脳のパフォーマンスを引き上げる仮眠の効果【パワーナップ】

仮眠に秘められたものすごい効果を、あなたはご存じですか?

「午後はなんだかぼーっとして、頭が冴えない……」

お昼ご飯を食べてしばらくすると、どうしても睡魔に襲われることがありますよね。

午前中の作業の続きを集中してこなしたいのに、どうも頭が働かない。

そんなときは、無理に頑張ることはやめにして、軽く仮眠をとることをおすすめします。

「頭が働かない」ということは、脳が休息を求めているサインなのです。
休みたがっている脳を無視してがむしゃらに頑張っても、最高のパフォーマンスは発揮できません。

反対に、適切なタイミングで、適度に脳を休ませてあげれば、あなたの頭脳は常にフルパワーを発揮することができるのです。

正しい仮眠の方法を知り、日常にうまく取り入れることで、1日の生産性は驚くほど高まることになるでしょう。

なぜなら、仮眠には「脳の機能を超回復させる効果」が秘められているのですから。

オネット

「仮眠」って、要するに昼寝のこと……?

クモナギ

簡単に言えばそうだね。
ただ、ここでの「仮眠」とは、脳のパフォーマンスを引き上げるためのテクニックという意味で取り上げるよ。

目次

仮眠の効果【脳疲労のリセット】

脳の中は睡眠によって整理される

そもそも、人はなぜ眠るのでしょうか。

1日のおよそ1/3もの時間を睡眠に費やすことに対し、不思議に思ったことはありませんか?

「2〜3時間の睡眠で済めば、もっといろんなことができるのに……」

誰しも一度は考えたことがあるのではないでしょうか。

人がたくさん眠る最大の理由は、私たちの頭・身体・心を整えるためであるとされています。

とりわけ、「脳」をリフレッシュさせることが、睡眠における最も重要な働きです。

現代人が1日に受け取る情報の量は、あまりにも膨大です。
それらの情報を、整理もせずにずっと受け取り続けていれば、脳の容量はあっという間にオーバーしてしまいます。

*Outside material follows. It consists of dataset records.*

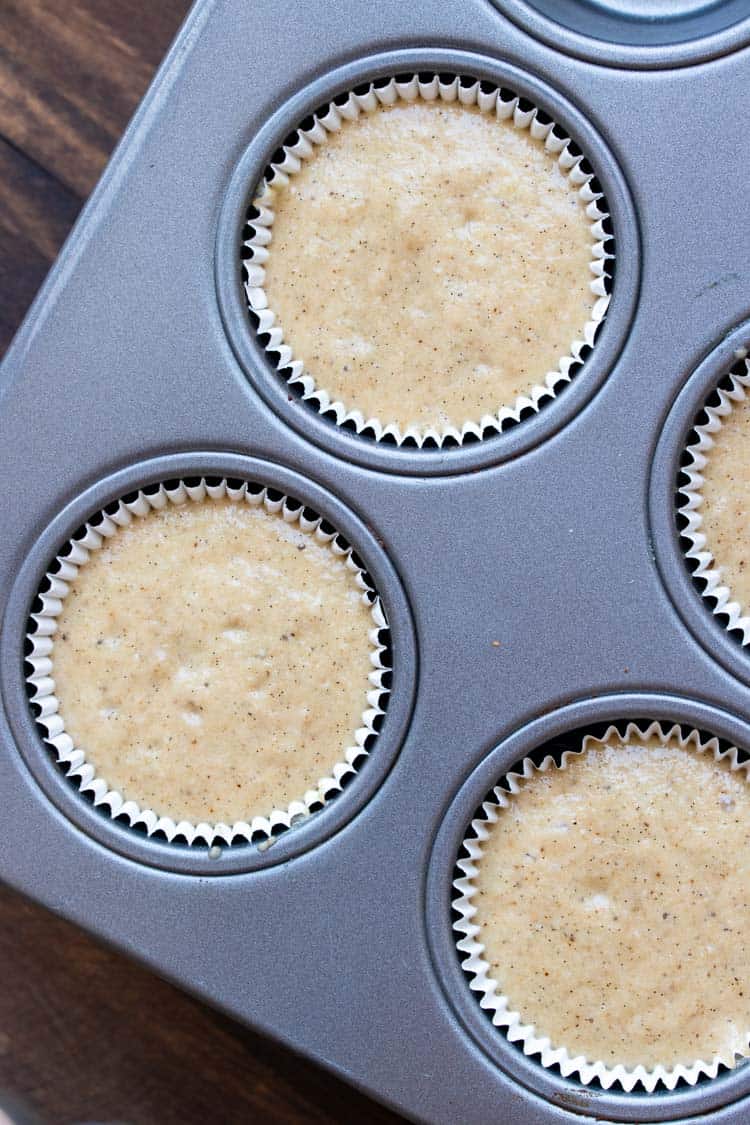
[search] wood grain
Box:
[0,0,400,1125]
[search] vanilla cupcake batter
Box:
[472,739,750,1069]
[265,101,595,429]
[53,500,373,824]
[699,397,750,613]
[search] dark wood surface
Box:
[0,0,400,1125]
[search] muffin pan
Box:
[0,0,750,1125]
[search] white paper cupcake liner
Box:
[451,722,750,1094]
[26,477,390,846]
[677,359,750,645]
[243,74,613,448]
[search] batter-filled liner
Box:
[25,477,390,845]
[676,359,750,646]
[242,74,614,448]
[452,722,750,1092]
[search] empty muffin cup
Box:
[452,722,750,1092]
[242,74,614,448]
[27,477,390,845]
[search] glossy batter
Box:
[53,500,373,824]
[699,398,750,613]
[473,740,750,1068]
[265,101,595,429]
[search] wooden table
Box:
[0,0,400,1125]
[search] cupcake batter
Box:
[699,398,750,613]
[473,740,750,1068]
[265,101,595,429]
[53,500,373,824]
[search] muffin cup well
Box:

そうならないため、睡眠という調整機能をつかい、脳の中を整理することが必要不可欠なのです。

睡眠中の脳の働き
  • 必要な情報、不要な情報を選別する
  • 関連性のある記憶と繋げる
  • 覚えた情報を定着させる

脳内にある本棚に、情報の1冊1冊をジャンル分けして並べていくイメージです。

そして、この作業は睡眠中にしか行うことができないのです。

睡眠が足りていない人は、脳内の情報が整理しきれず乱雑な状態になっており、「頭がすっきりしない」という事態に陥ってしまいます。

頭をクリアな状態にするためには、「眠る」という行為は絶対に欠かすことができないわけです。

オネット

眠ることって、身体を休める意外にもそんなに重要な役割があったんだ……

クモナギ

眠っている間に、脳は散らかった情報たちをきれいに片付けてくれる。
「睡眠=脳の情報整理」なんだ。

集中力がアップする

脳の中の情報が整理されれば、頭が軽くなり、目の前のことに全力で取り組むことができます。

散らかったデスクで仕事をするのと、整理整頓されたデスクで仕事をするのとでは、集中力も効率も明らかに差がつくことは想像できるでしょう。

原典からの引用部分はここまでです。